Менее значимым, но также существенным оказалось влияние внешнего фактора: давление правительства США, побуждаемого христианскими кругами в Америке защитить гонимую Русскую Церковь. Ведь на трехсторонних англо-американо-советских переговорах, проходивших в Москве с 28 сентября по 1 октября 1941 года, А. Гарриман специально спросил Сталина о реализации принципа свободы совести в Советской России. Вождь сослался на соответствующую статью в Конституции. А. Гарриман все понял и сообщал Ф. Рузвельту: «У меня создалось впечатление, что Советы хотят ограничиться словесными обещаниями и некоторыми примерами, которые могли бы создать иллюзию смягчения их позиции, на самом деле практически ничего не меняя в своей нынешней политике» (цит. по: 29, с. 546–547). Но это не беспокоило Белый дом, американская помощь по ленд-лизу[4]
потекла в СССР без каких бы то ни было условий.Наконец, скажем и о таком субъективном факторе, как личность И. В. Сталина, всевластного правителя СССР, вершителя судеб народов и людей. Думается, что в данном случае не стоит обольщаться видимой сентиментальностью диктатора. Конечно, ему были дороги воспоминания детства о годах в тифлисской семинарии, о добром инспекторе иеромонахе (впоследствии схиархиепископе) Димитрии (Абашидзе), которого в годы гражданской войны Сталин спас от расправы в застенках киевского ЧК. Но все это не могло подвигнуть жестокого и крайне прагматичного правителя к изменению государственной политики. Вспомним, что без его санкции не могли быть разрушены ни храм Христа Спасителя в 1931 году, ни кремлевский собор Спаса-на-Бору в 1933 году, ни проводиться массовые расстрелы священнослужителей и верующих в 1937–1938 годах. По данным Московского Патриархата, к 1941 году за веру было репрессировано 350 тысяч человек, в том числе не менее 140 тысяч священнослужителей (в одном 1937 году было арестовано 150 тысяч человек, из которых 80 тысяч расстреляно). В Московской Патриархии осталось 4 правящих архиерея и около 10 архиереев находились на покое (206, с. 127, 131). В результате двух десятилетий жесточайших гонений и открытого террора Русская Православная Церковь была практически разгромлена. Могло ли это происходить без участия фактического правителя России? Иное дело то, что с позиций коммуниста-интерна-ционалиста Сталин постепенно перешел на позиции национально-государственные. И только.

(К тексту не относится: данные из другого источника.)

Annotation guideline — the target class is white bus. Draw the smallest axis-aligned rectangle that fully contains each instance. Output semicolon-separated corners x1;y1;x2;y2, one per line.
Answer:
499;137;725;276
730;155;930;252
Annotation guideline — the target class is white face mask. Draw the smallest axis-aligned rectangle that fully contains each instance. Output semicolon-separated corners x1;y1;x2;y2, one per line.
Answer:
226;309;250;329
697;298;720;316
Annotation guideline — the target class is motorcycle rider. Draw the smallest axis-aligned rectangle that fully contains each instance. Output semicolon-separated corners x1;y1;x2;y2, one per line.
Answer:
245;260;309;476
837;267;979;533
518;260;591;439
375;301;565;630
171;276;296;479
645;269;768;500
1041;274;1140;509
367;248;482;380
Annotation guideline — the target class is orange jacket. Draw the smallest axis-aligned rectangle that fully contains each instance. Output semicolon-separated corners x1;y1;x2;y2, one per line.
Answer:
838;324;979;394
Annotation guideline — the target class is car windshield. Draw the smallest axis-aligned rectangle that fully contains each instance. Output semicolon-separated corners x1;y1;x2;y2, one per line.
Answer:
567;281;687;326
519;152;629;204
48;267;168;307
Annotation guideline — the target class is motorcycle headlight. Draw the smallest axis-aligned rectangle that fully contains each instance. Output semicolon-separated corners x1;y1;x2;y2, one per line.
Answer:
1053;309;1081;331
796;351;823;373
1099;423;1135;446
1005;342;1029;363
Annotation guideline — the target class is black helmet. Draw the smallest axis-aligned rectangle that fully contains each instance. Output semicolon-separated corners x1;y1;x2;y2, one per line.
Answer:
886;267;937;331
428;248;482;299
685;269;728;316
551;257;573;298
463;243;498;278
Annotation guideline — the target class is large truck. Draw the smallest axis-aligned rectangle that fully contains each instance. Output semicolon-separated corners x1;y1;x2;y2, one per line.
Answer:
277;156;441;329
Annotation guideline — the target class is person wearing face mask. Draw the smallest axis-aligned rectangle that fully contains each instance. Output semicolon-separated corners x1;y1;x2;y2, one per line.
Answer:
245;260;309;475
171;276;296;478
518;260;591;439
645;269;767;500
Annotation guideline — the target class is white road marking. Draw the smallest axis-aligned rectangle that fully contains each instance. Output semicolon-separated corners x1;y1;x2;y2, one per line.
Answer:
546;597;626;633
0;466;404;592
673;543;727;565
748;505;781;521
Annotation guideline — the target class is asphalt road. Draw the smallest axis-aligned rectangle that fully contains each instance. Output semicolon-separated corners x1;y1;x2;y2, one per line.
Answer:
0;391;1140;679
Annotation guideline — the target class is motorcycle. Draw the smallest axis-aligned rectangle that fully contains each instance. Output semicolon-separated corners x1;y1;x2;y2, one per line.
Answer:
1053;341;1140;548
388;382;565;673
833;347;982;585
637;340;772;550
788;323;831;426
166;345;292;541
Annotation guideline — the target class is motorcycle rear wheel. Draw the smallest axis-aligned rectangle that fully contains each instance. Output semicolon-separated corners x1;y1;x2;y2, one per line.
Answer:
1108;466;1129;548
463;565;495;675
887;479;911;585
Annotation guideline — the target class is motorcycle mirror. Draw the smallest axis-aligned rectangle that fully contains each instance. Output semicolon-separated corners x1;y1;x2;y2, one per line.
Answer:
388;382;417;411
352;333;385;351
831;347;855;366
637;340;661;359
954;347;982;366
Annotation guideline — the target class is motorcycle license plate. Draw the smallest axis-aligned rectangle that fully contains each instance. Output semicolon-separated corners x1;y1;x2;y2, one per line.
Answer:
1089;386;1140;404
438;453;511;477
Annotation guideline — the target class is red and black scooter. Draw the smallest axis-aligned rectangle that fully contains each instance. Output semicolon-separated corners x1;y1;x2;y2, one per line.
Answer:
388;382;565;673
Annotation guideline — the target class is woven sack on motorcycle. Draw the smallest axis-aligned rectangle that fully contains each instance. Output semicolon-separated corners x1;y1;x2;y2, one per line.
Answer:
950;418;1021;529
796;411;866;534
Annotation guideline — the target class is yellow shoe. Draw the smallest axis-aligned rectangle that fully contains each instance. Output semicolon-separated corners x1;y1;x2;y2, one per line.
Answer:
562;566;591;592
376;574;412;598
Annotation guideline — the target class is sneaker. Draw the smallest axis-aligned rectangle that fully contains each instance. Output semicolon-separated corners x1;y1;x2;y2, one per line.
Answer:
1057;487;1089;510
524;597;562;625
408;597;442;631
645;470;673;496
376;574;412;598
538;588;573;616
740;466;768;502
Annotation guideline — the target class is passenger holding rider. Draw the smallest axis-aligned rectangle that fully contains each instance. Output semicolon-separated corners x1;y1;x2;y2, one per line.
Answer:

Представляется, что его побуждения к пересмотру характера церковно-государственных отношений были весьма прагматическими. Во-первых, желание завершить свое идейное противоборство с уже убитым в 1940 году Л.Д. Троцким, ставшим олицетворением идеи мировой коммунистической революции. Напомним, что долгие годы Советская власть боролась с Русской Церковью – и боролась успешно – по плану, составленному Троцким в 1922 году и предусматривавшему ослабление Церкви путем ее раздробления на враждующие группировки (см. 19, кн. 1, с. 181). После устранения своего единственного политического соперника и отказа от идеи «мировой революции», роспуска Коминтерна и Союза воинствующих безбожников, Сталин попытался завершить формирование нового государственного организма под названием СССР на иных идеологических основах. В 1936 году Сталин отверг запрет на отправление религиозных культов и заявил, что «не все бывшие кулаки, белогвардейцы или попы враждебны Советской власти»; в отчетном докладе на XVIII съезде ВКП(б) Сталин 10 марта 1939 года в качестве важной задачи партии назвал «развитие и культивирование» советского патриотизма (165, с. 592).
Означало ли это изменение характера режима? Нет. В изменившихся после 1917 года внутренних и внешних условиях вождь решил отказаться лишь от «рудиментов» революционности. Присущие ему традиционный склад мышления и непомерное честолюбие наряду с учетом объективных закономерностей общественного развития России привели его к идее о «советской империи», единовластным правителем которой он, естественно, видел себя. А поскольку всякая земная власть нуждается в санкционировании высшей силой, Сталину оказалась необходимой санкция Русской Церкви, видевшейся ему элементом его «советской империи».